Chapter 19 - White Noise

Two Weeks Later

Mac stared down at the ornate piece of paper in her hands, fancy with equally fancy writing sprawled across the pristine card stock. Embossed in silver ink was the typical rhetoric about upcoming nuptials, the prose that was almost nauseating. She normally enjoyed weddings especially when they were for someone she cared for - it gave Mac hope that one day she'd be the one walking down the aisle. She'd been so close and yet, that dream vanished due to the love she held for someone else and the subsequent events that pushed her life over the edge.

She blinked once and it was as if her body was dropped inside a rustic church with high ceilings held by dark wooden beams. It was quaint and the congregation of well wishers had filled the pews leaving her no room to sit and so she stood in the far back like a stalker in the shadows. Once again, she looked down at the invitation in her hands and felt a squeeze over her heart that almost threatened it to stop.

You are cordially invited to the union of

Commander Harmon Rabb Jr, USN

And...

The bride's name was obscured but that really didn't matter - she was losing him. "I never imagined myself celebrating your marriage." Those words echoed in her ears like a taunt from the fates that were ensuring she'd never be happy. When her head snapped up and her eyes focused on the happy couple, she missed the chance to object, to tell him that she still loved him, always would.

Harm wore his dress whites and the glimmer of his gold wings pierced her eyes like a laser beam, blinding her for a brief moment so that when he walked down the aisle with his new bride she couldn't see the woman.

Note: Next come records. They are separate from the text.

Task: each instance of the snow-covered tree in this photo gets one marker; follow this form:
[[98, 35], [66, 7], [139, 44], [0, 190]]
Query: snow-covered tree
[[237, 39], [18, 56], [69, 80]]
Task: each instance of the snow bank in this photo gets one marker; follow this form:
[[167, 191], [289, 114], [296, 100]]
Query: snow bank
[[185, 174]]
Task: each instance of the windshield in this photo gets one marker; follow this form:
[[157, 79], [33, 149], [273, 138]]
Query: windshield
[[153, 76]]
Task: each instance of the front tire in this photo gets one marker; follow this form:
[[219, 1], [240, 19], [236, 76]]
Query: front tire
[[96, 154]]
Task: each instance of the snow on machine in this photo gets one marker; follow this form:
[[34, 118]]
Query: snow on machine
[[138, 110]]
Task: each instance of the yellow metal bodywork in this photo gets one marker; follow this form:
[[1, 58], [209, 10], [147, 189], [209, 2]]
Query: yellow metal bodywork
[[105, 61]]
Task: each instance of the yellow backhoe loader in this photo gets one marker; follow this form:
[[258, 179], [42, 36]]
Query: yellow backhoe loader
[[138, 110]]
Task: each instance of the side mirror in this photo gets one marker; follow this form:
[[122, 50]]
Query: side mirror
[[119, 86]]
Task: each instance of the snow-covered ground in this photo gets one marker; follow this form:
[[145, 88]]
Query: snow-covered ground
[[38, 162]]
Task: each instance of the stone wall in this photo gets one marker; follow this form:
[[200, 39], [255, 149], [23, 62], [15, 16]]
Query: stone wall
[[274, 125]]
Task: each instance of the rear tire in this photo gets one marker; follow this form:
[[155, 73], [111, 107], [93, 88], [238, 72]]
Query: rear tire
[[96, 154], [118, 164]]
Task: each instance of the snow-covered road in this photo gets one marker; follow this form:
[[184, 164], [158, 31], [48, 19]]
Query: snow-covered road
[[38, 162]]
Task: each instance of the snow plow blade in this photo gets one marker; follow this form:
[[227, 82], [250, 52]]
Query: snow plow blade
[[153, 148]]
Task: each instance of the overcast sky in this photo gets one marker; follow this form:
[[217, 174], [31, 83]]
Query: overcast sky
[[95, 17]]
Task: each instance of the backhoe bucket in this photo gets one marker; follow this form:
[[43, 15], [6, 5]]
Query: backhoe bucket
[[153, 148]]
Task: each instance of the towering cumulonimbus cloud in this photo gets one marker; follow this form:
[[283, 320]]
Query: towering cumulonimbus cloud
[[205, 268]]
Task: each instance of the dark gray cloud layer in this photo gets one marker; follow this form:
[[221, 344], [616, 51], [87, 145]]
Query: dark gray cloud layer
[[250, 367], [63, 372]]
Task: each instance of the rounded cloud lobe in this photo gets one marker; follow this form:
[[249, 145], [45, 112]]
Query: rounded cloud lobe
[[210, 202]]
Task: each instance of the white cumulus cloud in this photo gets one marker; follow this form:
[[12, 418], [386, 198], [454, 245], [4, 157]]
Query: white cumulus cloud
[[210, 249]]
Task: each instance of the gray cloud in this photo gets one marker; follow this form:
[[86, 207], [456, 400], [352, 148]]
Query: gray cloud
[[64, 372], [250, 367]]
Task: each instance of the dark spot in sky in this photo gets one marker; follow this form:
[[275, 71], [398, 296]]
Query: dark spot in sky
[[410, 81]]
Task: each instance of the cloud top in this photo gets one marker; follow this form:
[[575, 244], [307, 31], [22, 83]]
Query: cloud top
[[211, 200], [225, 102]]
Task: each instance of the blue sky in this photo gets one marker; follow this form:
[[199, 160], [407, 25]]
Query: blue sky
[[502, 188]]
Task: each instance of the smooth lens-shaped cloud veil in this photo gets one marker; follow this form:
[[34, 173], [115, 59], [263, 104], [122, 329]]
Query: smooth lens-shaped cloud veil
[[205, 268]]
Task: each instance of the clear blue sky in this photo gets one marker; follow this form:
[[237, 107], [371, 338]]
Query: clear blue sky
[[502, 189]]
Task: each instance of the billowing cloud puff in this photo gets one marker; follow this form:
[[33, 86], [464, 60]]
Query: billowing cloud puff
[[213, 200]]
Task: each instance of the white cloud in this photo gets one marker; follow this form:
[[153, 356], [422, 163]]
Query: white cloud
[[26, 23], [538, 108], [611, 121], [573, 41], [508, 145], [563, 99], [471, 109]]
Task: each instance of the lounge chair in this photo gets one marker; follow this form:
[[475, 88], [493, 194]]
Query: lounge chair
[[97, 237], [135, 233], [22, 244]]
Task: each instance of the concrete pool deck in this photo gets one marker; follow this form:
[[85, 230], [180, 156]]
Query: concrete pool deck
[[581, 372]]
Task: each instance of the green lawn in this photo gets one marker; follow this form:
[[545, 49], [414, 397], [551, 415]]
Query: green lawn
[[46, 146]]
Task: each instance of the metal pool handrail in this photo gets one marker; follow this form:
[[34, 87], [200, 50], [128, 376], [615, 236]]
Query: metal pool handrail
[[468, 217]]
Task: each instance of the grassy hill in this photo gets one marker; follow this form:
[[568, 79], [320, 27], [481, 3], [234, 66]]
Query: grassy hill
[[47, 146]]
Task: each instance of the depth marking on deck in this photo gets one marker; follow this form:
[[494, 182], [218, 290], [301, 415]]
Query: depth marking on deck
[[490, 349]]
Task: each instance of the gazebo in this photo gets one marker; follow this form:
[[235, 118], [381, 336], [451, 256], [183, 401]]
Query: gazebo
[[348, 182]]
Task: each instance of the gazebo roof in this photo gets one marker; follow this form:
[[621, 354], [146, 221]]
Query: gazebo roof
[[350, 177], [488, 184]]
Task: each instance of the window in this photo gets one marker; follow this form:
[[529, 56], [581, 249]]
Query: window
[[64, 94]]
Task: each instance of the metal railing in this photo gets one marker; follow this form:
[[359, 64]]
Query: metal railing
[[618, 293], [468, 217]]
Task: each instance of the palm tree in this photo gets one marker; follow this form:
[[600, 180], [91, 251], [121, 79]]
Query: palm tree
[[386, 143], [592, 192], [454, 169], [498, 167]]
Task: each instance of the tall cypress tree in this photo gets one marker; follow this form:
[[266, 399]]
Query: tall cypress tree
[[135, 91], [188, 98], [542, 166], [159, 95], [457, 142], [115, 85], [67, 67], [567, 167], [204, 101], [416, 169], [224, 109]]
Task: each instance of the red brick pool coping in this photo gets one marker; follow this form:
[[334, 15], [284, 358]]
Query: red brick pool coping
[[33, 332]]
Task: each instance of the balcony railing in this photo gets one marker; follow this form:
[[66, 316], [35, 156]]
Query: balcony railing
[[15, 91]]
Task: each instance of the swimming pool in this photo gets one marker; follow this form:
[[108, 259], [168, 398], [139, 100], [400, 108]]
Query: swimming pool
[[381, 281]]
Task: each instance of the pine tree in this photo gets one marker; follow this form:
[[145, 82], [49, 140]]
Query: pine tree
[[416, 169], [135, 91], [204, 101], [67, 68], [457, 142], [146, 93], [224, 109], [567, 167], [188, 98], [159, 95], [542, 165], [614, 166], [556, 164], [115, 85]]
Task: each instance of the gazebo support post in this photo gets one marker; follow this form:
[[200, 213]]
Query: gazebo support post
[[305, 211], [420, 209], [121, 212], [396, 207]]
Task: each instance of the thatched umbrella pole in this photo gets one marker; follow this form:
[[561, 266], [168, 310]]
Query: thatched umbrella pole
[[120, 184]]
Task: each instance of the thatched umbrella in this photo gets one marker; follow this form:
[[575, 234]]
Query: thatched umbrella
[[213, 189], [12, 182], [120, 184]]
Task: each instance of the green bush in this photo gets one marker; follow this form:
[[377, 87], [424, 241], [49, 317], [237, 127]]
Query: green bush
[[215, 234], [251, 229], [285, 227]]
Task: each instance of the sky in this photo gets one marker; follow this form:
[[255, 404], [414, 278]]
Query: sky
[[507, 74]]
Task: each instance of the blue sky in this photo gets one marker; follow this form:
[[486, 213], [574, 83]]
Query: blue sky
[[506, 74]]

But, Mac did see his expression, his face turning to stone when he noticed her. Harm seemed disgusted that she was there and as quickly as he'd noticed her, he turned his attention back to the blonde at his side, kissing her with a kind of fervor that was much too inappropriate for a church wedding. "We're through." He then spat at her with much of the same steely hatred she afforded him.

"Harm, no! I'm getting help.. I'm getting better! Harm!" She yelled but, it was as if he couldn't hear the words - he continued moving forward with his new bride. "I love you!"


The coffee was particularly weak today, Mac thought as she looked into the dark depths and felt her eyes cross from the sheer exhaustion. Why the hell didn't anyone tell her that therapy was this exhausting or that it would contribute more to her already ongoing bout with insomnia. "I had a dream...Nightmare, really."

"If you're bringing it up, it has to have something to do with our sessions." After the first week, Dr. Taylor had reduced them to once a week with a follow up therapy if needed. Mac had made some strides, admitting things of her past she hadn't realized still manipulated her thoughts. They discussed Mac's relationship with Mic Brumby at length and through the journal Mac realized many details she'd but omitted from her memory.

Mic Brumby was not a good man. She realized it now as little snippets of their life together scribbled onto the pages of her journal. To start, the way he pursued her was downright harassment. Had it been another man, she would have written him up on charges and yet, the pain of losing Harm to a carrier group had made her vulnerable to the unwanted attention. Harm was right, Mic was like a dog on her scent, unrelenting until he wore her down. The proposal in Australia was a last ditch effort and she'd complied because her heart had been broken and needed mending. He'd guilted her into moving into her apartment by threatening to leave.

That was when the real problems started. Mic didn't need to be physical, he mastered the way to make her mailable. He put her down like her father did and then built her back up with a word or flowers or dinner. He cajoled and she readily gave in because she didn't want to be alone. Mac allowed his drinking, ignored his attempts to get her to drink. At their most intimate she often didn't want him and Mic always found a way. It wasn't rape because she complied but it was only after he'd slipped a hand under her underwear in an effort to arouse her. Mac allowed that too because...because what she had was better than nothing and who she wanted didn't want her.

He never hit her until that day but, Mic wasn't always gentle either. He'd grabbed her arm too roughly a time or three and she just let it happen. Perhaps because Deanne MacKenzie had groomed Mac to be abused just like her.

She wrote about Harm in length, the honorable man who had insecurities just like her. That was when the nightmares started. "Harm was marrying someone else, told me we were through." The same words she'd said to him weeks earlier when she'd caught the tail end of his conversation with Sturgis. "I told him I loved him and he just… he wouldn't talk to me."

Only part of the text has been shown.